Diversifying suppliers, reshoring production and reengineering designs are all possibilities to make the supply chain better able to absorb shocks.
“If you're a procurement person, you have to be willing to entertain new potential opportunities,” Peek said.
He emphasized that doesn’t mean moving all orders over to the vendor with the least tariff exposure. In fact, now is the time to strengthen long-term vendor relationships, not abandon suppliers if they raise prices, sources said.

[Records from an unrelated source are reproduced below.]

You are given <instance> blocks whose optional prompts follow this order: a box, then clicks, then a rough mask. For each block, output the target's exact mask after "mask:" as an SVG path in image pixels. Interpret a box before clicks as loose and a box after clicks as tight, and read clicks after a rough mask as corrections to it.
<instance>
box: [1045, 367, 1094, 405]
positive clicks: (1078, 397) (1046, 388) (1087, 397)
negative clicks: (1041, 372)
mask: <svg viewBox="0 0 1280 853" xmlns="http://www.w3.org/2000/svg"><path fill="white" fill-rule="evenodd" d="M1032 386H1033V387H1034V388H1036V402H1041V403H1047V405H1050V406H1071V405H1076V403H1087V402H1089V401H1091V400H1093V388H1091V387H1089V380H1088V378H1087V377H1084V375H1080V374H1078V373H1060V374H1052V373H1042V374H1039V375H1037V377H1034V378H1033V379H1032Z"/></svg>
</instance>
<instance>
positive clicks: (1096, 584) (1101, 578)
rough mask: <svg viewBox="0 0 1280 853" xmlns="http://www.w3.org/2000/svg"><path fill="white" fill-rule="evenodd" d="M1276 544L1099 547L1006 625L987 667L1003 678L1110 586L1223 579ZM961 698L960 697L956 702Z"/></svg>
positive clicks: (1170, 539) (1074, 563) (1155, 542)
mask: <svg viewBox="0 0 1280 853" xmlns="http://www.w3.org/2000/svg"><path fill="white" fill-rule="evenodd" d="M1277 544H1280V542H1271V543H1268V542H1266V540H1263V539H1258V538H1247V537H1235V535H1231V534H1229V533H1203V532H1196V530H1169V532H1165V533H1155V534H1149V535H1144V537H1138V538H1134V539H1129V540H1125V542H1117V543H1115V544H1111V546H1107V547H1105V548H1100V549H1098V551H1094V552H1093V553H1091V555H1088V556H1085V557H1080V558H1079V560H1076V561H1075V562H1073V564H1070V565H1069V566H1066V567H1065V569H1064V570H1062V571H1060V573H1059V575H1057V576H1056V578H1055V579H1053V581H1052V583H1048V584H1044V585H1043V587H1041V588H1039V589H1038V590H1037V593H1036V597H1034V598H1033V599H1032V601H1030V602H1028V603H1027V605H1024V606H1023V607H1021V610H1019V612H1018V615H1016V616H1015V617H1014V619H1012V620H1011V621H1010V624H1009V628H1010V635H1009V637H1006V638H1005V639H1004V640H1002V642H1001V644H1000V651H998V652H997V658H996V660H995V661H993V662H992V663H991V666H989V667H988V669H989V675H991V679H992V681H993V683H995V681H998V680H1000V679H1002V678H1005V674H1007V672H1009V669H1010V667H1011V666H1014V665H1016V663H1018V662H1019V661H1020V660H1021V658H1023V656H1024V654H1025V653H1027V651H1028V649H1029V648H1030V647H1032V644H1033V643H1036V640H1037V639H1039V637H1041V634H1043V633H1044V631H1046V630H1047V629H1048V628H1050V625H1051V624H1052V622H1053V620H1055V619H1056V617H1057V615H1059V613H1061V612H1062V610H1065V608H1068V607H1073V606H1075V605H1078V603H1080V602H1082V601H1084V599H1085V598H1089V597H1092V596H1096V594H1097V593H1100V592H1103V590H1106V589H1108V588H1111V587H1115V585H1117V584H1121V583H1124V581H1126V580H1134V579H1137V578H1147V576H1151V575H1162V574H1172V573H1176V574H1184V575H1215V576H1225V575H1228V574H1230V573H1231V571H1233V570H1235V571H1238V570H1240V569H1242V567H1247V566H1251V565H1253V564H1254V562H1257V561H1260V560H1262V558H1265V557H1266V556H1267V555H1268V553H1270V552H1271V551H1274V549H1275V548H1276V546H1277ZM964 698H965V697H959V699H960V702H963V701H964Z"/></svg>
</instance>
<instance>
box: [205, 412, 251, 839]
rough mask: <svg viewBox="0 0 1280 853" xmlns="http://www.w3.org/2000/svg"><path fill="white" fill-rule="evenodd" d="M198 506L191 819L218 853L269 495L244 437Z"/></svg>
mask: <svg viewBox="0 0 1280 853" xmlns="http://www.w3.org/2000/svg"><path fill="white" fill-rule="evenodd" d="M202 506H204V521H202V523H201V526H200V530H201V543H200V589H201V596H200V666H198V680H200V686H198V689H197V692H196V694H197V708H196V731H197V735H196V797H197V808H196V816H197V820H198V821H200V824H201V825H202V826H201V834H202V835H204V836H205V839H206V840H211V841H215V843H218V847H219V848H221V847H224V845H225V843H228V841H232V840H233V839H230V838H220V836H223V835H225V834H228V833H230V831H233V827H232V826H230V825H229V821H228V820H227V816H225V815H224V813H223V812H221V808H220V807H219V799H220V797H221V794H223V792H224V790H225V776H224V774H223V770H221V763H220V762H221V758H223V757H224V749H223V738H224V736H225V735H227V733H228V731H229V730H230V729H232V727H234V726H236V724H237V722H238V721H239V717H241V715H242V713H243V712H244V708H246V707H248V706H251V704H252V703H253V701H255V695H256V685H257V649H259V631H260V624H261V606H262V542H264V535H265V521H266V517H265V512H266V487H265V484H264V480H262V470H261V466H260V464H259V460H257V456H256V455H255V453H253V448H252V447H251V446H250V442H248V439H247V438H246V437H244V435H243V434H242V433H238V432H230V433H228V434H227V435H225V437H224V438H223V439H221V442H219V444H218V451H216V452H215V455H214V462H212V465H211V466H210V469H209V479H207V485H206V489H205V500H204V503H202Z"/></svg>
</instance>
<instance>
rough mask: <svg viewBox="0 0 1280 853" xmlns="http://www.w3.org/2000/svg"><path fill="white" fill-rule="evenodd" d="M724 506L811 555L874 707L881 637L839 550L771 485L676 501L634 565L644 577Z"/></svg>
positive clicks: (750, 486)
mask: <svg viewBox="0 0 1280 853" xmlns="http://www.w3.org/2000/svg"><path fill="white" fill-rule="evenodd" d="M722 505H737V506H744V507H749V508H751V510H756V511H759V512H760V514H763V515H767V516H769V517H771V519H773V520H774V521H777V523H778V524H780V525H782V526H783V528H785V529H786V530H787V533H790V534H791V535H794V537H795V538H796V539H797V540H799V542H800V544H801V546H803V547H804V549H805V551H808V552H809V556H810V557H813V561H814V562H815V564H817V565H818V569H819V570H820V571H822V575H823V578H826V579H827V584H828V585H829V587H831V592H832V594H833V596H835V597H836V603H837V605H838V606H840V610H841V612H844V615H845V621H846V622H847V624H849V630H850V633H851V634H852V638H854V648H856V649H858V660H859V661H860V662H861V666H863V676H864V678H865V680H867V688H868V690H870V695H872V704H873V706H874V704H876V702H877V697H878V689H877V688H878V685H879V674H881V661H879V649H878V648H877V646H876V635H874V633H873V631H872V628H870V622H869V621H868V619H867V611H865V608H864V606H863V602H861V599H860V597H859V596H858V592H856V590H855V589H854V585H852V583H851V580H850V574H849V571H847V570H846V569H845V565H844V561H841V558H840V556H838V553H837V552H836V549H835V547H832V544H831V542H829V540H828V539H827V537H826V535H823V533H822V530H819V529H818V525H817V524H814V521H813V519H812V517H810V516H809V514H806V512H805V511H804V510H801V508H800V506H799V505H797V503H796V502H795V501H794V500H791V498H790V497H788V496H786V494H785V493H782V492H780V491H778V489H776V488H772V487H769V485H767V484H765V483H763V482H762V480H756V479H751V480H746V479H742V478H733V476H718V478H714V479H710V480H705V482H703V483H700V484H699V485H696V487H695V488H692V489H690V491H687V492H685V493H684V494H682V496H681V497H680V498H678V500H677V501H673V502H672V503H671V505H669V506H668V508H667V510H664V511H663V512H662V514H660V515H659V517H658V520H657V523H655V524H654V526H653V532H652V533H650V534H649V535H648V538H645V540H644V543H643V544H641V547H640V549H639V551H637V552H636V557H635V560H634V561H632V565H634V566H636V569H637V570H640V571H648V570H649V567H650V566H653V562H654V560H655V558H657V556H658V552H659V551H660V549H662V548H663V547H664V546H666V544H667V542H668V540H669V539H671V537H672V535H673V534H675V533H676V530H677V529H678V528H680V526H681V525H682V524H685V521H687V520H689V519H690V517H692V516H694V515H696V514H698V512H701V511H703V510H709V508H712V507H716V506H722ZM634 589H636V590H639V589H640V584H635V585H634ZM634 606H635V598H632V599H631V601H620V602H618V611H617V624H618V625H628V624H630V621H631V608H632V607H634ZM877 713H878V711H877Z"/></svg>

“They’re reacting to cost pressures of their own,” Dochstader said. She advised that companies ask their vendors questions to clarify what’s driving pricing and to consider design tweaks or lower minimum order quantities.
Link said that when Hammont rolls out “unavoidable price hikes,” it does so with advanced warning. And it will honor old pricing until the company and its customer agree on a date for the new pricing, even if it comes at a cost to Hammont.
“Everyone is in the same boat here just waiting for this to pass,” Link said.
Open communication is important on the customer side, too. Packaging companies sometimes keep supplier information close to the vest with vague specifications so customers can’t seek alternative quotes.
“That veil has to be ripped to just create ultimate transparency and communication with your customers,” Peek said. “That's how you'll navigate through everything in a world that's hard to navigate right now.”
Peek advised packaging executives to stay informed on changing trade policies, but cut through the noise by focusing on what they know is true — and use that to guide decision-making.